What does the secular Jew believe in? From the emergence of Baruch Spinoza—the first secular Jew—in the 17th century, to the eruption of ideology in the 19th and 20th centuries, many modern Jews lost their faith in G-d and placed it in humanity instead. Jewish involvement in modern movements (e.g., socialism, liberalism, and nationalism) will be the focus of this course.
This course studies the historical role of Jews as migrants—as strangers in a strange land—and their eventual transformation from "Outsiders" to "Insiders", as a way of understanding their current place in North American society. For the sake of context, readings will include comparisons with the experiences of other minority groups.
The Jewish presence in American filmmaking has long been the obsession of hate-mongers. But historians have begun to approach the matter as a legitimate subject of enquiry and have shown that it is possible to avoid the bigot-booster trap that so often plagues the study of hot-button issues such as this one. This course attempts to answer the following questions: Has Hollywood's "Jewishness" had a discernible impact on the content of cultural products? Have the changes in American society--and in the film industry--since the early 20th century had an effect on the way in which Jews and Jewish identity are represented on screen? Have Jewish images become "normalized"?

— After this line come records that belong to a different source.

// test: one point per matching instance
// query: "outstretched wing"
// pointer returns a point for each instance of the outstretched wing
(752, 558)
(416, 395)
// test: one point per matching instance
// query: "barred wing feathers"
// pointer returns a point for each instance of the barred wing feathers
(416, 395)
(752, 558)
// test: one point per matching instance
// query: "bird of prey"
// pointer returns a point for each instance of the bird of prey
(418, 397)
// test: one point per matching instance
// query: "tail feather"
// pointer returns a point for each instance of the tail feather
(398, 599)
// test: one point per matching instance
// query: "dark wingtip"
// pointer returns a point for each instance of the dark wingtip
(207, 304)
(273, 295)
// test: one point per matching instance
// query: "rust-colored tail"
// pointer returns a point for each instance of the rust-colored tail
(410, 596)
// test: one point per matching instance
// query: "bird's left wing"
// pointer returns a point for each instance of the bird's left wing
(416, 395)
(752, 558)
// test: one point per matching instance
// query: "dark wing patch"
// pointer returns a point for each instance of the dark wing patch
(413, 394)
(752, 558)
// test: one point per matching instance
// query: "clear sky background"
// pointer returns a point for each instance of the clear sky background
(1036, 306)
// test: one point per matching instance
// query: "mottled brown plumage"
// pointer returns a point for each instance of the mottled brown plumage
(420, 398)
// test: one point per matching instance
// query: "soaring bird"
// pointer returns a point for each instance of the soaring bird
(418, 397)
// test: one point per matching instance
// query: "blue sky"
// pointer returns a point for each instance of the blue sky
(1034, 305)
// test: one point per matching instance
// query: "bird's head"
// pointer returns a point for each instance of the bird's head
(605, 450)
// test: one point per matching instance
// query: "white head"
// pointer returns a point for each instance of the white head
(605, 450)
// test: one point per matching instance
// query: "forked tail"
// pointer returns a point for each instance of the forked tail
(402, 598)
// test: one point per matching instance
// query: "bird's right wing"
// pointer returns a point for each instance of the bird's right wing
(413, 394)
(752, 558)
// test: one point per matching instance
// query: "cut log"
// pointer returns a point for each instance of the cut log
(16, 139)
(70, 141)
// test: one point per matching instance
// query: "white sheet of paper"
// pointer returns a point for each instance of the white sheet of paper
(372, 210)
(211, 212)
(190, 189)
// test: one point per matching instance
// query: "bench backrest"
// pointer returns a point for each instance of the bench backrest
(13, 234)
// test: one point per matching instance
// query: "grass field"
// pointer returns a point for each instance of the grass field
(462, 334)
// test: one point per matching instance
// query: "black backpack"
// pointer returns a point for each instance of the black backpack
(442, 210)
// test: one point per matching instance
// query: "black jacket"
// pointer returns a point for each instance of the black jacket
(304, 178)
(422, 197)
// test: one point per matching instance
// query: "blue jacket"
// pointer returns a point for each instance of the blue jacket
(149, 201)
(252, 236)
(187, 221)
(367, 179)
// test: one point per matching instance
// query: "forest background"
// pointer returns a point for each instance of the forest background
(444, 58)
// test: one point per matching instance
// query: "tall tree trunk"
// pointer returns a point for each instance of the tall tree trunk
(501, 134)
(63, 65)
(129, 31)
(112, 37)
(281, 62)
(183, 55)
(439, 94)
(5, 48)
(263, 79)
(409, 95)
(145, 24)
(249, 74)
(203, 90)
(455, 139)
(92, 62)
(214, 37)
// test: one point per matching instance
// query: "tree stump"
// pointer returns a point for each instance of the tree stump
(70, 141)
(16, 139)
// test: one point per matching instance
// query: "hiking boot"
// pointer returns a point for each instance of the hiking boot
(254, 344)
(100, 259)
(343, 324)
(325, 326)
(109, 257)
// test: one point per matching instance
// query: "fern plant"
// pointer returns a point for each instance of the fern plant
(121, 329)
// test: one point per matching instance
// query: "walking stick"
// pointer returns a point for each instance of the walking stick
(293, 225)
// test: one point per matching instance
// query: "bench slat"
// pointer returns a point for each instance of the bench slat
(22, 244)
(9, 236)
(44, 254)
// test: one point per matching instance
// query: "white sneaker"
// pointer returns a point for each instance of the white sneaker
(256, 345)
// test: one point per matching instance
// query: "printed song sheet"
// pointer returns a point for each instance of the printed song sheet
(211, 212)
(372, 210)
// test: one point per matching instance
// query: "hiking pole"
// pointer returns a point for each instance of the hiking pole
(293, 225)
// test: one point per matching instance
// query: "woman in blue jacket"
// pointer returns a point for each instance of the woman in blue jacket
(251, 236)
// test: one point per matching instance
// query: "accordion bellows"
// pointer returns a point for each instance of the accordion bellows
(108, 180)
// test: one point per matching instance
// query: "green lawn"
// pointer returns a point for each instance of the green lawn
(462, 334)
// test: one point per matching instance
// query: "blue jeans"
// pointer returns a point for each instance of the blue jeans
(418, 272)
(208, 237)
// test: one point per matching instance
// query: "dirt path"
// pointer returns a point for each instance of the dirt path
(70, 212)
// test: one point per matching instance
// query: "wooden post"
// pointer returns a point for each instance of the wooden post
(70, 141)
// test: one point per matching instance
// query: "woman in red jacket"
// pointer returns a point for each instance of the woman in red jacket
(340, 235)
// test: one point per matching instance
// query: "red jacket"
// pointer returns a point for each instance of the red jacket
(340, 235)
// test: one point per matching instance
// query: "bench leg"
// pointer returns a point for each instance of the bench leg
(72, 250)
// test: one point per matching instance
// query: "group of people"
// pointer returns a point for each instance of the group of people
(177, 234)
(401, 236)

An introduction to the self-definition of Judaism through an analysis of the concepts of God, Torah and Israel past and present. Also, a preliminary study of the struggles facing Jews in Europe,the Station of Israel and North America.
A study of the tensions that come into play as Jews formulated views of the Other to balance co-existence with them. Source materials include authoritative writings of Jewish commentary and law and social scientific views of them.